Class LevenshteinAutomata


  • public class LevenshteinAutomata
    extends Object
    Class to construct DFAs that match a word within some edit distance.

    Implements the algorithm described in: Schulz and Mihov: Fast String Correction with Levenshtein Automata

    WARNING: This API is experimental and might change in incompatible ways in the next release.
    • Field Detail

      • MAXIMUM_SUPPORTED_DISTANCE

        public static final int MAXIMUM_SUPPORTED_DISTANCE
        Maximum edit distance this class can generate an automaton for.
        See Also:
        Constant Field Values
        NOTE: This API is for internal purposes only and might change in incompatible ways in the next release.
    • Constructor Detail

      • LevenshteinAutomata

        public LevenshteinAutomata​(String input,
                                   boolean withTranspositions)
        Create a new LevenshteinAutomata for some input String. Optionally count transpositions as a primitive edit.
      • LevenshteinAutomata

        public LevenshteinAutomata​(int[] word,
                                   int alphaMax,
                                   boolean withTranspositions)
        Expert: specify a custom maximum possible symbol (alphaMax); default is Character.MAX_CODE_POINT.
    • Method Detail

      • toAutomaton

        public Automaton toAutomaton​(int n)
        Compute a DFA that accepts all strings within an edit distance of n.
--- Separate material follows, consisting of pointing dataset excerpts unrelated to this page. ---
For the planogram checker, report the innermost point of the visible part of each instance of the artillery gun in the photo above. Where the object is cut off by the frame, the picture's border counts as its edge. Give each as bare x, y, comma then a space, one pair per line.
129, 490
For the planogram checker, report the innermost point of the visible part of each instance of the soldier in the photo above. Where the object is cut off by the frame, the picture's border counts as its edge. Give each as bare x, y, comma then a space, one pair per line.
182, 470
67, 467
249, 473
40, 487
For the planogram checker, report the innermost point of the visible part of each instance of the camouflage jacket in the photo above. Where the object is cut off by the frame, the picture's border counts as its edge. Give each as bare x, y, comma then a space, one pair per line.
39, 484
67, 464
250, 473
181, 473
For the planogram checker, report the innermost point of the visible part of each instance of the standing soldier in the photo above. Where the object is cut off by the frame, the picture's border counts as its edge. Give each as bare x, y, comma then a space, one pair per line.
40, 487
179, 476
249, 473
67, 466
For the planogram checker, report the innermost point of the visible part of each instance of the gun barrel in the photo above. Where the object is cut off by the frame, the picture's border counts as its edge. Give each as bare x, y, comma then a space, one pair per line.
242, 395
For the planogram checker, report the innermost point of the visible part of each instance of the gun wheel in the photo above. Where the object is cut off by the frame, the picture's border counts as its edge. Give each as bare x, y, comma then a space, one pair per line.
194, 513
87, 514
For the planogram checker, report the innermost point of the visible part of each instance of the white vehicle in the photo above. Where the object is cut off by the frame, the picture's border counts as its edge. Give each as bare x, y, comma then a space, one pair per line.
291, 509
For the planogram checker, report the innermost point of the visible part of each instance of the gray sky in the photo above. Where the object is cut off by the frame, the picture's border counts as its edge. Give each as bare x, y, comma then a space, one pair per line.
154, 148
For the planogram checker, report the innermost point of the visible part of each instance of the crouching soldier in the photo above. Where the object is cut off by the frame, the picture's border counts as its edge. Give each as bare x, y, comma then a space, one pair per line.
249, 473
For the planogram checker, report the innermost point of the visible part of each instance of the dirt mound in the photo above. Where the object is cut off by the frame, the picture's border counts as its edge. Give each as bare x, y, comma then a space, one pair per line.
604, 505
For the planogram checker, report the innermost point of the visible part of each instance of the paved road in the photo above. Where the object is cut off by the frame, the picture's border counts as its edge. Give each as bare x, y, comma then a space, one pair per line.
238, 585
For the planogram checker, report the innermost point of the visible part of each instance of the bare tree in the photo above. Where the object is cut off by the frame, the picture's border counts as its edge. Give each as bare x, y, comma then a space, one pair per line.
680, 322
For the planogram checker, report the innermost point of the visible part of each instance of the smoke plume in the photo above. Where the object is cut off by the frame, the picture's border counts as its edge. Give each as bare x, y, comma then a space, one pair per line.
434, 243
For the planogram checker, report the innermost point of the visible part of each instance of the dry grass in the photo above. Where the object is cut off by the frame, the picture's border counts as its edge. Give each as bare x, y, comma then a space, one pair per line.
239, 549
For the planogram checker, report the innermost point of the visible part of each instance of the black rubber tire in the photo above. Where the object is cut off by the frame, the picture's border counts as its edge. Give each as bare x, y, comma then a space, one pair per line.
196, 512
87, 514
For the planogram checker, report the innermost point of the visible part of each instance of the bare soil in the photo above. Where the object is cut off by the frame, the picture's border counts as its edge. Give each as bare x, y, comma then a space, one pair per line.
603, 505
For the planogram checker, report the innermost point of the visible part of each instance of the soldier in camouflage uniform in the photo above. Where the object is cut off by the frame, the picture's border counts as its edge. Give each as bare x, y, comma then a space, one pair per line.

        All automata have the following properties:

        • They are deterministic (DFA).
        • There are no transitions to dead states.
        • They are not minimal (some transitions could be combined).
      • toAutomaton

        public Automaton toAutomaton​(int n,
                                     String prefix)
        Compute a DFA that accepts all strings within an edit distance of n, matching the specified exact prefix.

        All automata have the following properties:

        • They are deterministic (DFA).
        • There are no transitions to dead states.
        • They are not minimal (some transitions could be combined).